Japão deve informar os Estados Unidos, na próxima semana, que pretende aderir ao projeto de defesa antimísseis “Golden Dome” e espera que Washington peça sua ajuda na produção de mísseis por causa da guerra no Médio Oriente e de outros conflitos, segundo fontes. O anúncio deve ocorrer durante a cúpula de líderes entre Japão e EUA em Washington, no dia 19 de março.

As autoridades japonesas não citaram detalhes sobre a participação, e a identidade das fontes foi mantida em sigilo por motivos de sensibilidade. O primeiro-ministro Sanae Takaichi deve apresentar o plano durante o encontro com o presidente Donald Trump.

Panorama do projeto e motivações

O projeto Golden Dome, lançado no ano passado, prevê ampliar defesas terrestres com mísseis interceptores e adicionar elementos espaciais experimentais para detectar e acompanhar ameaças orbitais.

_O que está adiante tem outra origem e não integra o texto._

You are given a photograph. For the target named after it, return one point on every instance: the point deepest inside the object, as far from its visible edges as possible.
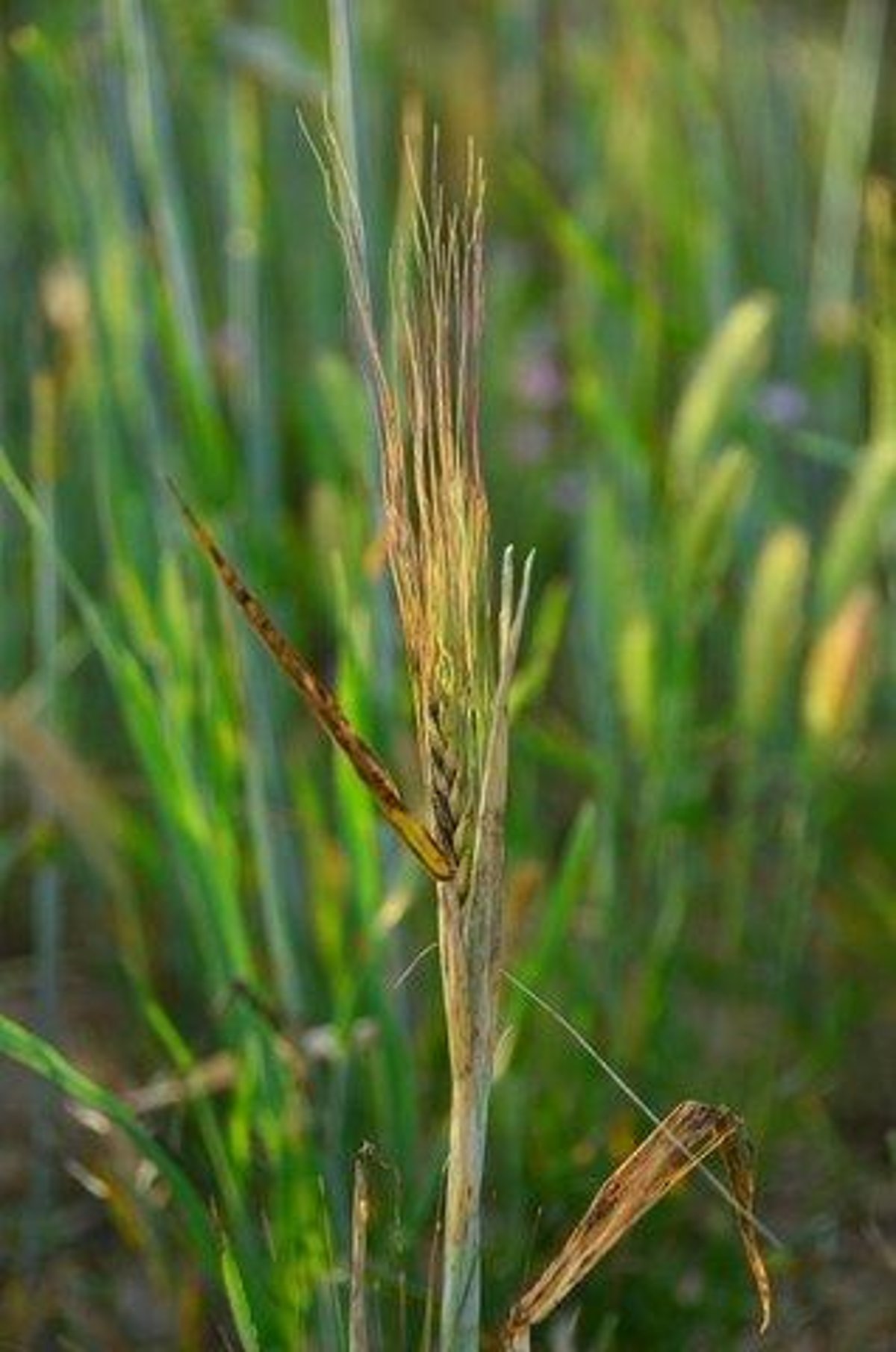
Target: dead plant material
(323, 705)
(425, 390)
(677, 1145)
(358, 1340)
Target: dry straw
(461, 658)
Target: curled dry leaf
(676, 1147)
(323, 705)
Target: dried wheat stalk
(461, 661)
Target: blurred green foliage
(689, 410)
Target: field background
(703, 822)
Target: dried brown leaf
(676, 1147)
(323, 705)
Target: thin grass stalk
(46, 891)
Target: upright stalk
(460, 663)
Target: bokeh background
(689, 411)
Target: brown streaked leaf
(676, 1147)
(323, 705)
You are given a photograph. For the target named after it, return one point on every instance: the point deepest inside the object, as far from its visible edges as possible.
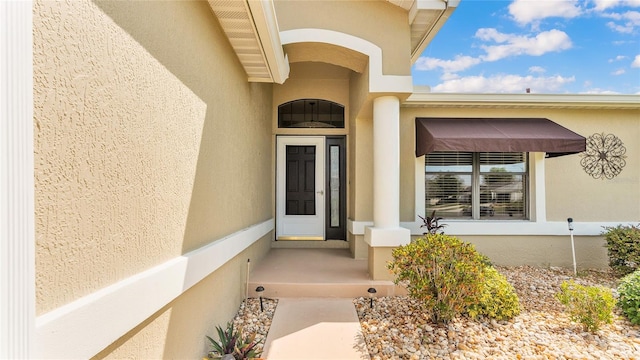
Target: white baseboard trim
(83, 328)
(501, 228)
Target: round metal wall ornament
(604, 157)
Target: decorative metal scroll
(604, 157)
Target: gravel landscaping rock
(252, 320)
(396, 328)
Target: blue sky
(549, 46)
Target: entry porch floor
(313, 273)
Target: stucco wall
(144, 131)
(355, 18)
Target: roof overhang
(426, 17)
(523, 101)
(252, 30)
(496, 135)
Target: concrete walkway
(315, 328)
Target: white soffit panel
(426, 17)
(250, 28)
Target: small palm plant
(432, 224)
(232, 342)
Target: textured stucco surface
(570, 192)
(149, 143)
(355, 18)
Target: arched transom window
(310, 113)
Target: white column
(386, 230)
(386, 162)
(17, 240)
(540, 201)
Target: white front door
(300, 189)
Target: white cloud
(606, 4)
(537, 69)
(624, 23)
(503, 84)
(617, 58)
(530, 11)
(513, 45)
(459, 63)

Até agora, o progresso público tem sido restrito e/ou lento.

A imprensa local citou a possibilidade de o Japão defender-se contra armas hipersônicas em desenvolvimento pela China e pela Rússia. Também se comenta que Tóquio pode ser solicitado a produzir ou co-desenvolver mísseis para repor estoques usados no conflito entre EUA e Israel envolvendo o Irã, bem como para apoiar a Ucrânia.

Questões operacionais e respostas

A guerra no Oriente Médio e conflitos paralelos motivam o interesse de Washington por uma cooperação mais estreita com parceiros próximos na área. O governo japonês avalia como responder a pedidos de produção ou de cooperação tecnológica, sem confirmar planos específicos.

Na prática, o Japão já tem histórico de exportação controlada de armamentos sob licença, como uma remessa de mísseis Patriot para os EUA no fim do ano passado, marco que sinalizou mudança na postura de exportação de defesa.

Contexto estratégico

Analistas destacam que o esforço de reforçar estoques de munições no Japão visa dissuadir pressões de China e Coreia do Norte, mantendo capacidade de resposta regional. A cooperação com os EUA na área de defesa é vista como fator-chave para a segurança nacional.

A administração americana tem feito pressão para ampliar a produção de mísseis e munições, em meio a reduções recentes de estoque. As informações sobre participação de Japão são consideradas sensíveis e sujeitas a mudanças conforme as negociações avancem.